There is no love lost between the players in the Creakes' Drama Group's latest production, Alan Ayckbourn's Ten Times Table. Fortunately the daggers-drawn, but bloodless confrontation on stage is a fiction thought up by the author.

There is no love lost between the players in the Creakes' Drama Group's latest production, Alan Ayckbourn's Ten Times Table.

Fortunately the daggers-drawn, but bloodless confrontation on stage is a fiction thought up by the author.

In reality the actors are an extremely friendly lot.

The award-winning group has chosen a play as their summer offering depicting what happens when a village committee decides to organise a pageant centred around a supposed local historical event, The Massacre of the Pendon Twelve.

The comedy is all set for a three night run from Thursday 15. to Saturday, May 17, at 7.30pm.

Ayckbourn, well know for his left-wing political views turns the comedy into a farcical political battle between right and left with a Marxist school teacher crossing swords with a Conservative committee faction which includes a retired army officer.

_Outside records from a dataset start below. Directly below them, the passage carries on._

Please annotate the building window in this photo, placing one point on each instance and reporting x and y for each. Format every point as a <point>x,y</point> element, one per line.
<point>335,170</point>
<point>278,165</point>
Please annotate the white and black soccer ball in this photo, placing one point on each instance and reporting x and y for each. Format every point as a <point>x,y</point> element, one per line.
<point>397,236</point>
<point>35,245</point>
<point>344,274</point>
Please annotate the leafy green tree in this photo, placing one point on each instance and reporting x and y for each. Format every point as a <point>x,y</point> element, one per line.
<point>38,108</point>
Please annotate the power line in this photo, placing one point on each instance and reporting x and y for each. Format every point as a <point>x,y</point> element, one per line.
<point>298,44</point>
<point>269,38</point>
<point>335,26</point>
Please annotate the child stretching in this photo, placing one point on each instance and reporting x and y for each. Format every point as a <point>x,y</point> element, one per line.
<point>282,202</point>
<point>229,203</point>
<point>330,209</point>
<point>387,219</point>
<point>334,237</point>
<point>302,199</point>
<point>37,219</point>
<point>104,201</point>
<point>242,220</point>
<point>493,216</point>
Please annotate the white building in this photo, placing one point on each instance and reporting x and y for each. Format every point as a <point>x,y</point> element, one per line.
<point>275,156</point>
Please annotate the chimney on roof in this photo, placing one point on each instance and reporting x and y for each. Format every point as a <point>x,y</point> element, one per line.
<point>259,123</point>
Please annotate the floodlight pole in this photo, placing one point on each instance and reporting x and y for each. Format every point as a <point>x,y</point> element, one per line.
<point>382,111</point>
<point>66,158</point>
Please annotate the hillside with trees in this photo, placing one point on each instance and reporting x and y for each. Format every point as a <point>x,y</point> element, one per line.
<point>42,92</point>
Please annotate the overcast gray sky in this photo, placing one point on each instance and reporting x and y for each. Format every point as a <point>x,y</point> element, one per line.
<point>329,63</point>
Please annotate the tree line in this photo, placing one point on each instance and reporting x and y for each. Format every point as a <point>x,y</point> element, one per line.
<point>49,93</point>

And so the pageant turns into a shambolic and physical confrontation between the two cliques both in committee and on the pageant field itself, and only sorted out by the intervention of the police.

The director is Ben Honniball with Philip Lines as production assistant.

Douglas Beebe is responsible for lighting and sound, John Green is the set designer, costumes are by Sarah Prince-White and Kathy Tagg is the prompter.

Tickets are available from 07818 696660. Admission is £7 (£3.50 for under 16s).